I'm not sure about Pozsonyi, but Pearl of Csaba was originally bred to be a table grape in Hungary and Irsai Olivier was intended to follow in its footsteps. It is still cultivated as a table grape in many places, but it is also finding some popularity as a wine grape as its only viticultural weakness is a particular susceptibility to powdery mildew. It is fairly popular in Slovakia and the Czech Republic where it is known as Irsay Oliver. Most resources indicate that the proper Hungarian spelling of the grape's name is Irsai Olivér, but the bottle that I had definitely spelled it Olivier. I'll confess that I don't understand the diacritical marks in the Hungarian language, so I don't know if the "ie" spelling is equivalent to the "é" or not. I cannot find any information on the historical basis of the name Irsai Olivér. The breeder's name was Pál Kocsis and when I enter the name of the grape into a Hungarian translator, the same two words pop back out the other side.

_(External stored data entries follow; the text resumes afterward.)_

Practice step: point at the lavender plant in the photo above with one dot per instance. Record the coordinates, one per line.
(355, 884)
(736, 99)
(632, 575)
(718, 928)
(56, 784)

Whatever the source of the grape's name, I was able to pick up a bottle of the 2008 Nyakas Cellars Irsai Olivier from my friends at Bin Ends for about $10. In the glass, the wine had a silvery lemon color. It was explosively aromatic with aromas of lychee, flowers (possibly orange blossom?), and ripe peaches. The wine was medium bodied with acidity on the higher side of medium. There were flavors of lychee fruit, mandarin oranges, orange peel, ripe pear with just a touch of lemony citrus. The palate was more restrained than the nose, but it was still nicely flavorful. When I had this same wine a few years back, I remember being bowled over by the aroma, but finding that the palate was so restrained that it ended up being a disappointment. This bottle definitely followed through more on the palate without it being overwhelming. Gewurztraminer and Muscat are the two obvious comparison points here, but this reminds me much more of Torrontés. It's refreshing, a pleasure to sniff and has a kind of restrained dignity on the palate that doesn't overwhelm you, but doesn't leave you unsatisfied either. For fans of aromatic white wines, this is a must-try.